What is corporate governance? Corporate governance is the system that directs and controls organizations. It includes the relationship between the board of directors, shareholders, and other stakeholders and the implications for corporate strategy and performance.
Corporate governance is critical because it examines how these decision-makers behave, how they can or should be monitored, and how they can be held accountable for their decisions and actions.
What is Corporate Governance?
Governance is the set of rules, controls, policies, and resolutions governing corporate behavior. Shareholders are important stakeholders who indirectly impact governance, but they are not examples of governance. The board of directors is critical in governance, and it can play a significant role in establishing the appropriate tone and cultural environment throughout the organization.
A board must act in good faith in exercising its oversight net responsibility for its organization, including making inquiries to ensure a piece of corporate information and reporting system exists. The reporting system is adequate to assure the board that appropriate information relating to compliance with applicable laws will come to its attention timely and as a matter of course. A corporate reporting system is a key compliance program element, which not only keeps the board informed of the organization’s activities but also enables an organization to evaluate and respond to potentially illegal or otherwise inappropriate activity.
Boards are encouraged to use widely recognized public compliance resources as benchmarks for their organizations. The Federal Sentencing Guidelines and the Organization for Economic Cooperation and Development or OECD guidelines may be used in determining what specific functions may be necessary to meet the requirements of effective maintenance of the tone at the top. The Guidelines offer incentives to reduce and eliminate criminal conduct by providing a structural foundation to the organizations.
A board is expected to make a meaningful effort to review the adequacy of existing compliance systems and functions.

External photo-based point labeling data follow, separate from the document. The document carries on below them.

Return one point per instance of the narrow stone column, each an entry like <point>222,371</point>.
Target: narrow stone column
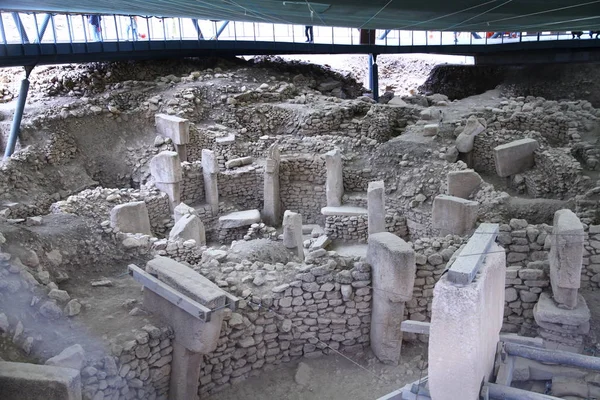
<point>292,232</point>
<point>393,270</point>
<point>165,168</point>
<point>185,373</point>
<point>334,187</point>
<point>376,206</point>
<point>566,258</point>
<point>210,168</point>
<point>176,128</point>
<point>272,199</point>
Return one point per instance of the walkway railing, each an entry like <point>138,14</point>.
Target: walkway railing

Boards should develop a formal plan to stay abreast of the ever-changing regulatory environment.
From the compliance perspective, among others, the boards must also conduct the following activities:
- Define the roles and relationships, including those of the compliance function, legal function, internal audit, human resources, quality improvement function, etc.

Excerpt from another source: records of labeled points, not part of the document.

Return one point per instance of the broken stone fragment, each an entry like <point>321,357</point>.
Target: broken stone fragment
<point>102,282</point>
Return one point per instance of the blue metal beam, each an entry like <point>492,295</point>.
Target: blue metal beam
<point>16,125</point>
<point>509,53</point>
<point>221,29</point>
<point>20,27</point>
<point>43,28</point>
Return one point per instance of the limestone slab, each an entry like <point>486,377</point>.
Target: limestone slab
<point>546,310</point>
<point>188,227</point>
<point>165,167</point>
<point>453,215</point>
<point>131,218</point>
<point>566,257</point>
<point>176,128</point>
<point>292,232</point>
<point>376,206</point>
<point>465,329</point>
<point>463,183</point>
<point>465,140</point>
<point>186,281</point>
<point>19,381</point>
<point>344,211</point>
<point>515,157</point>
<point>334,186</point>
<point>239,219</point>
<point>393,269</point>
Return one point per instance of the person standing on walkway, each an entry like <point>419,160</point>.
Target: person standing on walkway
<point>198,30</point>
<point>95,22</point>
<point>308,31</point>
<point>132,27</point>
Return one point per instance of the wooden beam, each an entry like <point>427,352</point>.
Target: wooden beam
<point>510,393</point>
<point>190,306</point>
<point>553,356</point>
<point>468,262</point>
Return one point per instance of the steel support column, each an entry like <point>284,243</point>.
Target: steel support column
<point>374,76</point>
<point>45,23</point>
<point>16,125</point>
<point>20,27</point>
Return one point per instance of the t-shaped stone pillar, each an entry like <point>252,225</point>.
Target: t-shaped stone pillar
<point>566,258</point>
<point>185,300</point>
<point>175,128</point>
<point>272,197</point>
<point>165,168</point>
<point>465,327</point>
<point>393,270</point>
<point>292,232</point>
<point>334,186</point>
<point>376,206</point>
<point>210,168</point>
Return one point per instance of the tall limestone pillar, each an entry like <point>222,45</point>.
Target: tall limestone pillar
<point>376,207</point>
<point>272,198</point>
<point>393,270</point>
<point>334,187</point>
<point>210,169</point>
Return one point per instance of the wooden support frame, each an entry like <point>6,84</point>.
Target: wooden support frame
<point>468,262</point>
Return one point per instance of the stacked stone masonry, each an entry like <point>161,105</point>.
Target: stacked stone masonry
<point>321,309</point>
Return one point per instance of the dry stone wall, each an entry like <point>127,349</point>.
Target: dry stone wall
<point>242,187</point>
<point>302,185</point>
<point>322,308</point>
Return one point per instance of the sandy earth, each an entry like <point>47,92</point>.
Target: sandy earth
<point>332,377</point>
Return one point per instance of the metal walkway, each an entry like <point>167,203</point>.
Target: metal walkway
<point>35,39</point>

- The board should set and enforce expectations for receiving particular types of compliance-related information from various management members regarding the organization’s risk mitigation and compliance efforts.

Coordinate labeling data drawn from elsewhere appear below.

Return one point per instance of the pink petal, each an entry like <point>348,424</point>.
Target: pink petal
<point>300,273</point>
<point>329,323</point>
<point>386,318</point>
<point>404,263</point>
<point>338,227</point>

- Identify and audit potential risk areas.
- Encourage accountability and compliance.
Some of the corporate failures involved directors receiving excessive bonuses while the company was experiencing economic and operational downturns. Such incidents were viewed negatively by the public and resulted in reputation losses. A remuneration committee should be formed to ensure no excessive salaries are paid to directors and officers.
From an ethical tone perspective, the board’s important responsibility is the selection and appointment of the CEO, who is the face of the organization.
Executive officers, particularly CEOs, were the main figures behind the large corporate failures. The CEOs usually set the tone from the top through messages and other activities that influence factors related to the control environment. The CEO provides guidance and leadership to employees.
Organizational values affect people’s decisions and, ultimately, the company’s path. The CEO’s role is to clearly define these values and ensure that they are embodied throughout the organization. Every company has its values, and it is up to CEOs to instill them in every employee, which begins with gaining senior leadership support to help shape the culture.
CEO behaviors such as attending development programs, participating in group discussions, and being present and accessible reinforce values. Defining values does not happen by sending a single memo; it happens when you consistently behave, act, and make decisions that support those values.
When employees see the CEO act in a way that exemplifies company values, it resonates with them and inspires them to do the same. When they see discrepancies, it tells them that their behavior is meaningless because the CEO isn’t walking the walk; therefore, it is critical for a CEO to be consistent in both their actions and communications.
The Chief Compliance Officer
The role of the Chief Compliance Officer or CCO in setting the right tone at the top is significant. The CCO must be a high-level individual with the appropriate authority to reinforce the required tone at the top and maintain a necessary compliance culture. The CCO must have adequate resources and tools to ensure that the ethics and compliance program is effective and sustainable. The role of the CCO is essential in areas such as education and training, communications, background checks, reporting, monitoring, and policy and procedure development.
The CCO is the leader that employees seek out when they have ethical concerns. CCO plays a crucial role in creating a “speak up” culture which is an essential element of tone at the top. Furthermore, the best CCOs look for opportunities for the CEO to communicate key ethics and compliance messages in internal and external communications. They also actively assist the board in understanding and carrying out their role in setting the tone at the top.
Many organizations faced an ethics crisis in the past and increased their compliance efforts for a limited time. Later they reduced the CCO’s role to one of administration. This type of short-term response was risky. Organizations that take compliance seriously entrust their CCOs with creating processes and a mindset that instills integrity in the company’s culture.
Corporate governance is the system that directs and controls businesses. The governance of their companies is the responsibility of their boards of directors. The role of shareholders in governance is to appoint directors and auditors and to ensure that an appropriate governance structure is in place. The board’s responsibilities include setting the company’s strategic goals, providing leadership to put them into action, supervising business management, and reporting to shareholders on their stewardship.
Corporate governance is thus concerned with what the board of directors of a company does and how it establishes the company’s values, and it is to be distinguished from the day-to-day operational management of the company by full-time executives.